A presidente e cofundadora do Instituto Igarapé, um think tank comprometido com segurança humana, digital e climática, é a única latino-americana. Szabó já havia participado do relatório de Guterres, Nossa Agenda Comum, mas agora deverá se focar numa série de questões globais como clima, paz e desenvolvimento sustentável.
Nesta entrevista à ONU News, ela disse que a crise climática, a recuperação da pandemia e a guerra na Ucrânia são sinais de que é preciso repensar a forma de solucionar desafios internacionais.
“Acho que esse momento global, a gente sai de uma pandemia que trouxe tantas lições, que mostrou toda essa questão da interdependência, da necessidade de ampliar as coalizões, solidariedade, de refazer esse pacto entre cidadãos e seus mandatários. Ninguém poderia esperar que a gente estivesse em um momento tão difícil, pondo à prova, novamente, o multilateralismo. Eu diria que isso só reforça a urgência, a responsabilidade e a vontade de um Conselho Consultivo, como esse, de conseguir desenvolver ideias, recomendações que sejam ao mesmo tempo ousadas, porque precisam responder aos desafios cumulativos de hoje, mas também factíveis no mundo que a gente está vivendo. Então, eu diria que só aumenta a urgência e a necessidade dessa nova forma de multilateralismo, em rede, mais eficiente, mais conectada com a necessidade das pessoas”

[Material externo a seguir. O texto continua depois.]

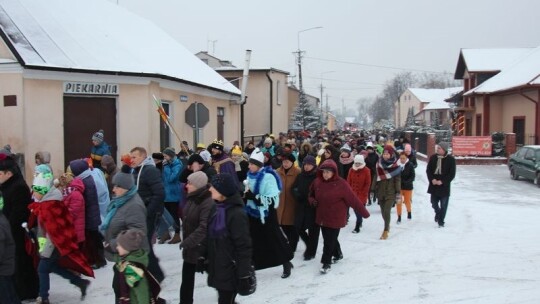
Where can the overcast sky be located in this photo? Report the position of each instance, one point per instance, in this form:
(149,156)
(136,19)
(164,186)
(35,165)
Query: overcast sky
(361,43)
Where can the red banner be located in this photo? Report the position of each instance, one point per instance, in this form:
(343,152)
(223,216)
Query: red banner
(471,145)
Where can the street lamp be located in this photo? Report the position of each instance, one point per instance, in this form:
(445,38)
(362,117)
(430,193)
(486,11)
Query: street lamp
(322,120)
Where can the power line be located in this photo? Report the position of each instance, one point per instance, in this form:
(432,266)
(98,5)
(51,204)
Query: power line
(374,65)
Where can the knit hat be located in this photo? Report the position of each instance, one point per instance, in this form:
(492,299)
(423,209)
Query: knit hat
(78,166)
(198,179)
(195,158)
(130,240)
(7,163)
(443,145)
(169,151)
(390,149)
(236,150)
(224,184)
(310,160)
(98,136)
(359,161)
(201,146)
(257,158)
(43,179)
(124,178)
(158,156)
(290,157)
(216,144)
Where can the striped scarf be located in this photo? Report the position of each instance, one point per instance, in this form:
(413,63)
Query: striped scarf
(386,169)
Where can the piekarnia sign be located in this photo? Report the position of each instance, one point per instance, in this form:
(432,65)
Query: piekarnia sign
(91,88)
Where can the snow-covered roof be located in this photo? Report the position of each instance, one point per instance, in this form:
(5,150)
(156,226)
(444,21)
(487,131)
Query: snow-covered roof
(525,71)
(99,36)
(436,105)
(434,95)
(487,60)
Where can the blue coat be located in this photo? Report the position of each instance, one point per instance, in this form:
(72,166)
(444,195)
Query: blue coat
(171,181)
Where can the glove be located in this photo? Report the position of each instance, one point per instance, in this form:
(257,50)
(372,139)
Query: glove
(201,265)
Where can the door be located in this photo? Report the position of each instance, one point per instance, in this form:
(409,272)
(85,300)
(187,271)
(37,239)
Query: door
(221,123)
(83,116)
(519,129)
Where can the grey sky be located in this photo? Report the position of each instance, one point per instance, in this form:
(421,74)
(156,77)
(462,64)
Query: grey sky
(423,35)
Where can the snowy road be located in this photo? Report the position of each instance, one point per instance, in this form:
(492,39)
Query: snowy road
(487,253)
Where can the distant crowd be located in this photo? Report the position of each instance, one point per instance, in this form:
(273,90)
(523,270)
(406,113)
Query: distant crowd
(231,209)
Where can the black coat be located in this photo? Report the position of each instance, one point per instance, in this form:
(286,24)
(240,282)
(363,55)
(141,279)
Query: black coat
(448,172)
(305,212)
(229,257)
(407,176)
(17,197)
(151,189)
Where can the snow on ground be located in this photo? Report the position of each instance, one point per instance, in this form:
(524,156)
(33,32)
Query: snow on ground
(487,253)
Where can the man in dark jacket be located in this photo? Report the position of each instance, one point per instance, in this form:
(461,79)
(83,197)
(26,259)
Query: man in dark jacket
(150,189)
(441,170)
(15,198)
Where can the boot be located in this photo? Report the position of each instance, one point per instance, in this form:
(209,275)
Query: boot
(176,238)
(165,237)
(83,286)
(287,270)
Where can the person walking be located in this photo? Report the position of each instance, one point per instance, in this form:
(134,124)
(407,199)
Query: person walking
(388,185)
(332,196)
(359,178)
(172,168)
(150,188)
(15,197)
(441,170)
(270,246)
(407,180)
(195,227)
(286,211)
(305,212)
(229,242)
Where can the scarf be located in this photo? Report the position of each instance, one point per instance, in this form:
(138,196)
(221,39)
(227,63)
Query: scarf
(438,170)
(387,169)
(266,185)
(115,204)
(218,225)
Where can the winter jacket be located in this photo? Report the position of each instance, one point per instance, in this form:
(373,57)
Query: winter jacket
(305,212)
(287,201)
(130,215)
(407,176)
(195,223)
(448,172)
(97,153)
(148,180)
(74,201)
(207,169)
(171,183)
(229,257)
(333,197)
(360,182)
(7,248)
(91,211)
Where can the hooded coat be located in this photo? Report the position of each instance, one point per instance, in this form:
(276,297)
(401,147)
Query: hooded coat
(333,197)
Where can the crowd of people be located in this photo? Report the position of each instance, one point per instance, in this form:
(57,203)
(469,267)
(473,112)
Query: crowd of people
(232,210)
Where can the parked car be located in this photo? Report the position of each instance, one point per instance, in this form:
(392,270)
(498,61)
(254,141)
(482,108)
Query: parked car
(526,163)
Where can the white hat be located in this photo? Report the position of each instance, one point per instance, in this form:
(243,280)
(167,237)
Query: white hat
(257,157)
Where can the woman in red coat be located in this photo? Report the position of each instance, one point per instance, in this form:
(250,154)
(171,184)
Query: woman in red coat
(332,196)
(359,178)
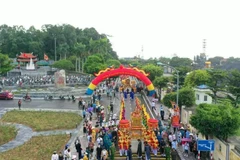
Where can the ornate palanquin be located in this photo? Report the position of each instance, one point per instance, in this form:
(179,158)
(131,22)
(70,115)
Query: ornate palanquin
(140,127)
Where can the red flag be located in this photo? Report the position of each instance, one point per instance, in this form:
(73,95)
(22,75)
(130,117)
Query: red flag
(46,57)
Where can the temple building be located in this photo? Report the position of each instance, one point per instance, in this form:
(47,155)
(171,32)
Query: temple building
(26,57)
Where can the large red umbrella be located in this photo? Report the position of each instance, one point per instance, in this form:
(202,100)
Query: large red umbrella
(187,140)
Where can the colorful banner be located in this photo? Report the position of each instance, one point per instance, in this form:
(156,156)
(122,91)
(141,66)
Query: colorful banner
(110,72)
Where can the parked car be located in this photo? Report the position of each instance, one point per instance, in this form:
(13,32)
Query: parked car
(6,95)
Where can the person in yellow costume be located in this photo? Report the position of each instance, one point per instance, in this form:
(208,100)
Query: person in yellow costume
(85,156)
(125,145)
(120,145)
(155,147)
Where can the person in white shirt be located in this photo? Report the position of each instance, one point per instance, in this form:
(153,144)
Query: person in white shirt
(170,138)
(186,147)
(174,144)
(54,156)
(99,140)
(153,104)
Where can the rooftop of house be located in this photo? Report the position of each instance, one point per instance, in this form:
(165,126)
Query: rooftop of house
(203,86)
(26,56)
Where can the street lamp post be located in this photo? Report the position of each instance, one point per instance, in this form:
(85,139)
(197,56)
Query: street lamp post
(161,64)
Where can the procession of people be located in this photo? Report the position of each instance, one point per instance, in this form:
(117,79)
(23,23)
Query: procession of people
(102,134)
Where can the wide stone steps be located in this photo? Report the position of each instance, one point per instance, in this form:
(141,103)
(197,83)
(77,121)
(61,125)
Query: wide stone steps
(135,157)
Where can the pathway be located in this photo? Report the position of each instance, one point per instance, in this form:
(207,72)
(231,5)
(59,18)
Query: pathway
(165,122)
(25,133)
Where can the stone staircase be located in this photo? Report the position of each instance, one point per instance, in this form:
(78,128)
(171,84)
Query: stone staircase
(135,157)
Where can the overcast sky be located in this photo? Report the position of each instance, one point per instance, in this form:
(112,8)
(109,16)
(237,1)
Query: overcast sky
(162,27)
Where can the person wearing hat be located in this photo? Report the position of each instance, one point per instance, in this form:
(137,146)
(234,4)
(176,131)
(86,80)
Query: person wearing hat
(162,112)
(99,151)
(85,156)
(104,154)
(182,130)
(74,157)
(54,156)
(139,149)
(60,156)
(129,153)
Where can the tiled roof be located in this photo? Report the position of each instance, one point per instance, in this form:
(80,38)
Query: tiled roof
(203,86)
(26,55)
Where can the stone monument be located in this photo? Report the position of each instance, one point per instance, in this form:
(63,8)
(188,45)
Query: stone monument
(60,79)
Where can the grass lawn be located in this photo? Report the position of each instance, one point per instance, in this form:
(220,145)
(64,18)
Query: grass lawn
(43,120)
(41,147)
(7,133)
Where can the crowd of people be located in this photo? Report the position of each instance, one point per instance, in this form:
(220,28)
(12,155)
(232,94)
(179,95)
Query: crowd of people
(104,134)
(42,80)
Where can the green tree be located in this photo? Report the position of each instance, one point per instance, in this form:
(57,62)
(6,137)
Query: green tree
(160,82)
(178,62)
(215,61)
(153,70)
(164,60)
(220,120)
(113,62)
(94,64)
(186,98)
(216,82)
(182,71)
(64,64)
(5,64)
(196,78)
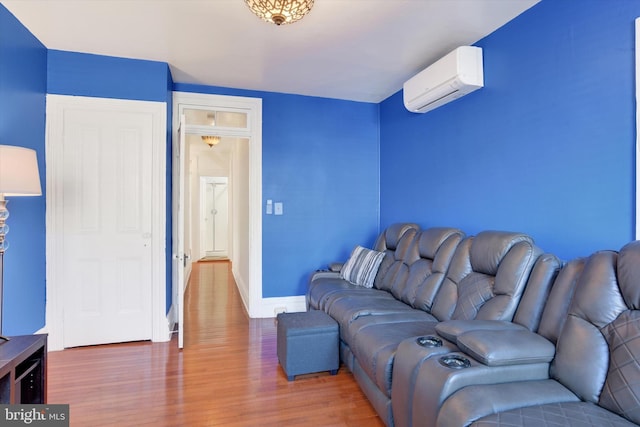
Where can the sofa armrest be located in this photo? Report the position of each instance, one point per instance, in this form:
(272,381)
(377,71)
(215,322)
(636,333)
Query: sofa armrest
(506,347)
(336,266)
(452,329)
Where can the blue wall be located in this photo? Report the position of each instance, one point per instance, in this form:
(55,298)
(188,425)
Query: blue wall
(320,157)
(546,147)
(23,80)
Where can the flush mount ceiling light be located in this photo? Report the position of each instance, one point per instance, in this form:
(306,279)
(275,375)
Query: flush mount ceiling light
(280,12)
(211,140)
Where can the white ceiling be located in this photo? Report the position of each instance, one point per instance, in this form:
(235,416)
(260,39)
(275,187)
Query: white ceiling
(361,50)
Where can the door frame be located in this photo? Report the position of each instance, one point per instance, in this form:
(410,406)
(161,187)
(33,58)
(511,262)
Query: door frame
(55,111)
(204,180)
(251,293)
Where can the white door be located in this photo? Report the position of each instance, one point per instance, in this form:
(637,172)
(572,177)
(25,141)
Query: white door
(214,199)
(107,226)
(179,255)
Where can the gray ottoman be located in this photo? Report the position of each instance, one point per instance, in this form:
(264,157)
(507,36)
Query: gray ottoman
(307,342)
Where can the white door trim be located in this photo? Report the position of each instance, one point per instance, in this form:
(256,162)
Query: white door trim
(252,301)
(56,106)
(637,79)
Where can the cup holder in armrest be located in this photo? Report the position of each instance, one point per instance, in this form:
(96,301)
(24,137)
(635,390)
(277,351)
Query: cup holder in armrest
(454,361)
(429,341)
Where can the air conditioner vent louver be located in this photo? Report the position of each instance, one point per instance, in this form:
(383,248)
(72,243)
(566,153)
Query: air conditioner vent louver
(453,76)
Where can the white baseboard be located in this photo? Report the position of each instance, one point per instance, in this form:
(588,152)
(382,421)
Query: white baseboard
(270,307)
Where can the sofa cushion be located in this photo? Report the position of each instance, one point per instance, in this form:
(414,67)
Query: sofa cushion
(361,268)
(506,347)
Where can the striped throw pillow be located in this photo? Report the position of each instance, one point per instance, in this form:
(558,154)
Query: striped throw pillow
(362,267)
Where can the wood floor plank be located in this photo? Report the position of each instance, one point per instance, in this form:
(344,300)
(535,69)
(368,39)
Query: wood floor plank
(227,375)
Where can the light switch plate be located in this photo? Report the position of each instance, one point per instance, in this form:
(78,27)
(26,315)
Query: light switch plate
(278,208)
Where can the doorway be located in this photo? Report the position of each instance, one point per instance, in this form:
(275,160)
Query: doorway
(214,217)
(210,122)
(105,221)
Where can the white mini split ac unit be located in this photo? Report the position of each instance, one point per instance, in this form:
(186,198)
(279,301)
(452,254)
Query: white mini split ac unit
(451,77)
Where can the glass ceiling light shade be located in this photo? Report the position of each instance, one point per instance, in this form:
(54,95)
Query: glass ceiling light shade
(211,140)
(280,12)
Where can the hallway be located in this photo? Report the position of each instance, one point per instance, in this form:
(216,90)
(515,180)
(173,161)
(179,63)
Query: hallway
(227,375)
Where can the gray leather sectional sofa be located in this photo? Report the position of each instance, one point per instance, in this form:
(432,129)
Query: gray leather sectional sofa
(488,330)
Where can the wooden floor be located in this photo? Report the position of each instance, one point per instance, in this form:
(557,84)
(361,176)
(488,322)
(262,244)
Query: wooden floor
(228,374)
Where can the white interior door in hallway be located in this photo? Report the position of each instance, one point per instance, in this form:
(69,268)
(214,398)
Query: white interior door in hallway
(106,221)
(214,214)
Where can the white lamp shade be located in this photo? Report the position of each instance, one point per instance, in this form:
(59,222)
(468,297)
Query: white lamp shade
(19,172)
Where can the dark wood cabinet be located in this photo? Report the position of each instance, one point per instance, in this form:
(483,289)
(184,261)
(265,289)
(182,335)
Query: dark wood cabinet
(23,370)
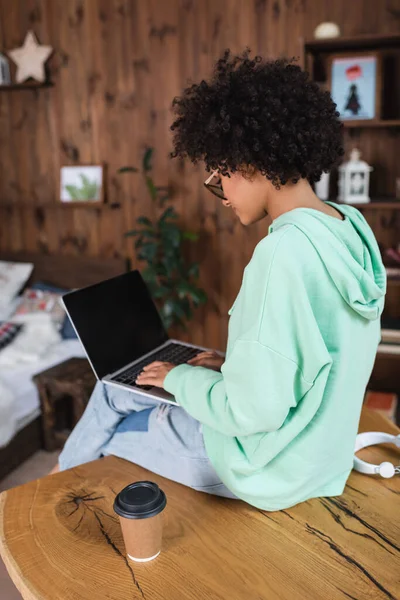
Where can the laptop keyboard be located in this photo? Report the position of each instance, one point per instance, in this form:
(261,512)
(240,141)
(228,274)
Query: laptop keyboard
(176,354)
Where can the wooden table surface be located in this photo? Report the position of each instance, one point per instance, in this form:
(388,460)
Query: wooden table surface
(60,540)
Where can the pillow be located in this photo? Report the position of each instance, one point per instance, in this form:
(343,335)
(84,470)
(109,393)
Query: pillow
(67,331)
(8,331)
(35,302)
(13,276)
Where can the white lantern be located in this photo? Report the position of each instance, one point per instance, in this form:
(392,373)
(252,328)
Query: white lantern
(4,70)
(354,180)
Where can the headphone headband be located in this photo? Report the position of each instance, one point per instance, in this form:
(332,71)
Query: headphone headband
(372,438)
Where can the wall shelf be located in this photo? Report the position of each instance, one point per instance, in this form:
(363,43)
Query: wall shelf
(375,205)
(366,123)
(35,85)
(359,42)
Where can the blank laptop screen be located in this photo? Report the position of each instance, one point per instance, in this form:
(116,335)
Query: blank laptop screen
(116,320)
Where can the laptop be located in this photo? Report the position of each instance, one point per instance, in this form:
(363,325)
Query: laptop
(121,331)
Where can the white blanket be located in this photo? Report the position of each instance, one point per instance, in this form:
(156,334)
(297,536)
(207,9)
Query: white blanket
(8,419)
(32,343)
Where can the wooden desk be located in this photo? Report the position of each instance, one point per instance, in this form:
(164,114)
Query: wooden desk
(60,539)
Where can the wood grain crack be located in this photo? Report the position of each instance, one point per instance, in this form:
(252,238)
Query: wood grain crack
(341,506)
(118,552)
(328,540)
(338,520)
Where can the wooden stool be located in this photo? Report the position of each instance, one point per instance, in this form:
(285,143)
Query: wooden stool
(64,392)
(60,538)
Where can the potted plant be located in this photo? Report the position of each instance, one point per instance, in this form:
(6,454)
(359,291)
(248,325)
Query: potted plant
(170,277)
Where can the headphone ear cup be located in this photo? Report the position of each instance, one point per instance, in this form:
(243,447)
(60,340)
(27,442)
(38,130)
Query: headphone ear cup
(386,470)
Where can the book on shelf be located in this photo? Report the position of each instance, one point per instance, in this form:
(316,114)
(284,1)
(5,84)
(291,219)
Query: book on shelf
(389,348)
(382,402)
(390,331)
(393,272)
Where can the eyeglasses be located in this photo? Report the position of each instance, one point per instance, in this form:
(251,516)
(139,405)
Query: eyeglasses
(215,188)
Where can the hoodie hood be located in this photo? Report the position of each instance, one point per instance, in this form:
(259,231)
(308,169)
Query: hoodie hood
(349,252)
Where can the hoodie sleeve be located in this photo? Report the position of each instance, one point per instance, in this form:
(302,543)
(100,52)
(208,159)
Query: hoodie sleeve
(275,349)
(254,392)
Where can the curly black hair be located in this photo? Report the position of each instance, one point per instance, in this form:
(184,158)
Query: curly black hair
(256,115)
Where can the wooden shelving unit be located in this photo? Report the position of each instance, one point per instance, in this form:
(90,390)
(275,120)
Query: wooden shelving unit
(15,87)
(100,206)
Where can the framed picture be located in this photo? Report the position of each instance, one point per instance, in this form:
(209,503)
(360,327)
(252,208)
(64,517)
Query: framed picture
(82,184)
(355,83)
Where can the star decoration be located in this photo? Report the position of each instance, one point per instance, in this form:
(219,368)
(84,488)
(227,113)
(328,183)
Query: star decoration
(30,59)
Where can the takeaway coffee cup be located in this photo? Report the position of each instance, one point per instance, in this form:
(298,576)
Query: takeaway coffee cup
(139,507)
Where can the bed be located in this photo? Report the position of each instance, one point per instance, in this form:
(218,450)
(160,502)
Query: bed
(65,272)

O relatório Nossa Agenda Comum, divulgado em setembro passado, propõe que a Cúpula do Futuro em 2023 avance em ideias para arranjos de governança dos bens comuns globais, incluindo clima e desenvolvimento sustentável, além da Agenda 2030.
O evento está previsto para acontecer em paralelo ao Debate Geral da Assembleia Geral, em setembro.
Conselho Consultivo – Além de Ilona Szabó, participam do Conselho o presidente do Instituto de Estudos Internacionais da China, Xu Bu, a jovem ativista climática nepalesa Poonam Ghimire, a economista indiana Jayati Ghosh e o ex-Ministro das Finanças e Planejamento Econômico de Ruanda, Donald Kaberuka.
Integra o grupo também a ex-conselheira de Cultura no Unfpa, a egípcia Azza Karam, a pesquisadora queniana, Nanjala Nyabola, o ministro de Cingapura, Tharman Shanmugaratnam, a ex-diretora de Política e Planejamento do Departamento de Estado dos Estados Unidos, Anne-Marie Slaughter e o atual presidente do Clube de Madrid, o esloveno Danilo Türk.
Os membros trabalham de forma independente, oferecendo as recomendações ao secretário-geral da ONU, António Guterres, e à equipe do líder das Nações Unidas.
Segundo Ilona Szabó, a tarefa mais relevante do Conselho Consultivo é levar a António Guterres reflexões plurais de vozes da sociedade civil que refletem sobre os temas propostos no relatório Nossa Agenda Comum.